Strength Of Schedule, Continued

Written December 2nd, 2010 by MaliBuckeye

Quick follow up on President Gee’s comments last week regarding TCU and Southern Idaho State’s schedule; particularly that schools outside of the Big Ten and SEC don’t have the same week to week challenges as their “bigger” brothers.

President Gee has stepped away from those comments somewhat, saying

What do I know about college football? I look like Orville Redenbacher. I have no business talking about college football.

God, I love that guy. He also talked about upcoming announcements regarding future schedules that Buckeye fans should be excited about, and about reaching out to the real “Little Sisters Of The Poor” to give them the respect they deserved.

Elsewheres, Ken Gordon at the Dispatch has a great article today looking more closely at the schedule strength, and compares not only overall schedules, but the competition in and out of conferences. While you’ve probably read that Ohio State and Boise’s schedule strengths are pretty close this year, what Ken points out is that…

Sagarin rates the Big Ten as the fourth-best conference. If you average out the ratings of OSU’s Big Ten opponents, you get 57. Sagarin rates the WAC as the 9th-best conference. Boise’s WAC opponents average out to 89. The MWC is the 8th-best conference, and TCU’s conference opponents average out to 88.

So the conclusion is that Ohio State plays in a tougher conference — which is exactly what Gee said. The difference in their schedules is that this year, at least, Boise and TCU play better non-conference opponents.

Here are the Sagarin averages for each team’s non-conference slate: OSU 104th, Boise 58th, TCU 78th.

That’s how those schools end up with similar overall ratings. Because their conferences are not as difficult, they can schedule better opponents in the pre-conference season. OSU has less incentive to do so.

That being said, I’m actually happy with the ways the Buckeyes shape their schedules. Sure, Miami ended up being a bust this season, but you’ve got to appreciate Ohio State’s willingness to look for a challenge, unlike some schools elsewhere coughSECcough where there’s no perceived need to do so.

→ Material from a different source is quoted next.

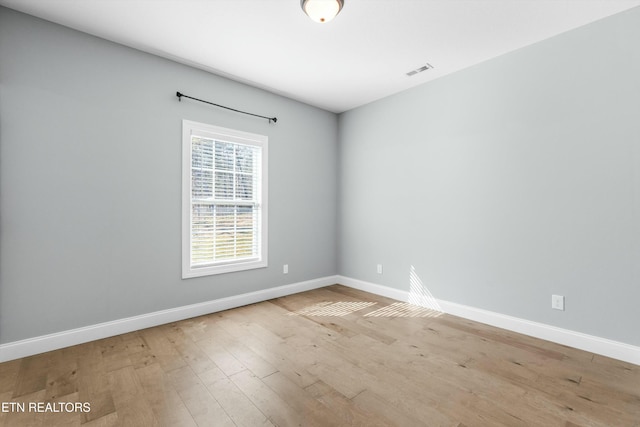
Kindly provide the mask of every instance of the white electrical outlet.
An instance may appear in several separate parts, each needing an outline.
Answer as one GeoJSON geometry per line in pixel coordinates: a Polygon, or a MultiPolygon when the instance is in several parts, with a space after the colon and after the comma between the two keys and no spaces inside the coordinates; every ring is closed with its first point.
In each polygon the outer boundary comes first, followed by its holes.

And, given that there are upcoming games with Colorado, Miami, Cal, Cincinnati, Virginia Tech, Tennessee, Oklahoma, and whoever Dr. Gee was referring to it’s not like the Buckeyes are ducking anyone… even after adding Nebraska to the conference and Michigan State to the schedule for next season.


  1. KenNo Gravatar
    December 2nd, 2010 at 5:20 pm

    Nice recap, Mali. Since teams schedule these “name” games (Miami, etc)a bit in advance, tough to predict how good they’ll actually be when game comes around. You’re right; at least we’re trying. Glad to see Nebraska added to schedule; a good friend of mine is an avid Husker fan; although not as ‘good’ a friend as “your” Nebraska fan. Going to be fun times.


  2. QuentonNo Gravatar
    December 3rd, 2010 at 7:43 am

    Miami is the perfect game to schedule… perceived as a quality win despite their fading national presence.


    JimNo Gravatar
    December 3rd, 2010 at 8:14 am

    I doubt many people around the country consider Miami a ‘quality’ win this season. At the same time, they were ranked top 25 preseason. Ohio State can’t help what their opponents do after they play.

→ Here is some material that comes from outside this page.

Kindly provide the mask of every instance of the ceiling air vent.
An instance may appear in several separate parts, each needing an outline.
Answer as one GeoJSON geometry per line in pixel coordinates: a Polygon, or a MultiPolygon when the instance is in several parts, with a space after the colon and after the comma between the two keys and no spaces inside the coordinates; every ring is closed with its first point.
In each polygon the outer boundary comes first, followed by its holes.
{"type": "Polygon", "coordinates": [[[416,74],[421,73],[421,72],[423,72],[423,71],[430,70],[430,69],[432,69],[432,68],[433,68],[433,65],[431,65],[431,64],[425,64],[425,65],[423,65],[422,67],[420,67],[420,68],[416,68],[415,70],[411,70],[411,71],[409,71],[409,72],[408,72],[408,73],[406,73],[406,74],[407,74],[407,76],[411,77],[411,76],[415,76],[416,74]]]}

    Miami (FL), California, Virginia Tech, Oklahoma, and Tennessee are all scheduled in the coming years. Whether they are good or not at the time of the game is out of Ohio State’s control. Regardless, the Buckeyes are doing things right by scheduling a high quality out of conference match up each season.

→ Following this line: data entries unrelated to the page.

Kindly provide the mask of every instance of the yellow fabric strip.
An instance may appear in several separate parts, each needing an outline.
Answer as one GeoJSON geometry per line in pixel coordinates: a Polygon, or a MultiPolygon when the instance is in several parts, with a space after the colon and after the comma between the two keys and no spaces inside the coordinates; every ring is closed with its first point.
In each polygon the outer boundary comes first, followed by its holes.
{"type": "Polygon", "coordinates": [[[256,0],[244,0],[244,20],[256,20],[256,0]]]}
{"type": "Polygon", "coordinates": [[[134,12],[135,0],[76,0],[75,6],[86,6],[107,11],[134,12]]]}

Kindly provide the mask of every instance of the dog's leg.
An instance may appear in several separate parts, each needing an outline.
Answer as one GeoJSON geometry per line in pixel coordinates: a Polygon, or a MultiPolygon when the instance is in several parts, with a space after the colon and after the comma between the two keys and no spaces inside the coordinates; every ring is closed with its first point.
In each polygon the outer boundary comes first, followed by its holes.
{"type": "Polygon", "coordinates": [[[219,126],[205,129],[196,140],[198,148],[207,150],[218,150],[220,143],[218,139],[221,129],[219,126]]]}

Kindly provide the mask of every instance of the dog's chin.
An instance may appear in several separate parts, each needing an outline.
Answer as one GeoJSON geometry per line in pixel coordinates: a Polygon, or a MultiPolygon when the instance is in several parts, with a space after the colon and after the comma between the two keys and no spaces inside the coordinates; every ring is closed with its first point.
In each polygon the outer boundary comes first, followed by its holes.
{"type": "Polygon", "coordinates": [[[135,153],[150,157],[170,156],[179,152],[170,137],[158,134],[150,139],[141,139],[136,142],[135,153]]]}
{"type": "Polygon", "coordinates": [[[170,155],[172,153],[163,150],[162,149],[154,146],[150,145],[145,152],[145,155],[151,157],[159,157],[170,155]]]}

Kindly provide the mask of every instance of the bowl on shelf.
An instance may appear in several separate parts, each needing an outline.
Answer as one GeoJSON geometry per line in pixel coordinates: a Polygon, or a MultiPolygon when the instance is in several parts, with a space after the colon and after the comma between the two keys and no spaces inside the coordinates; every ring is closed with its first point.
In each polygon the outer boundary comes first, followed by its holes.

  3. Lurking_MichaelNo Gravatar
    December 3rd, 2010 at 11:23 am

    You really can’t fault Ohio State when something like Miami happens. At the start of the season there was a buzz about the game because people thought they’d be good (and their ranking reflected that). What I’ve seen happen often in recent years is that Ohio State will beat an opponent deemed to be good, and then that team will take a downward spiral, dropping a few games. Could it be that we’re not getting credit for providing other teams a blueprint for beating these teams? Had Miami reached the ACC title game, like many expected, wouldn’t our Sagarin overall rating be much higher than TCU or the smurfs?

    It’s interesting in hindsight how many people have told me OSU played nobody in 2006 (the year we forgot to show up against Florida). What many don’t remember is that we played the #2 team in the country THREE times! Texas, Michigan and Florida were all ranked #2 at the time we played them. (Texas pulled a Miami that year, losing to Kansas State and Texas A&M.) It’s awfully tough for any #1 to beat the #2 three times. We pulled it off twice. And I still say that after the emotional level of the Michigan game and Troy Smith’s tour-de-Heisman, we were going to struggle against any good team.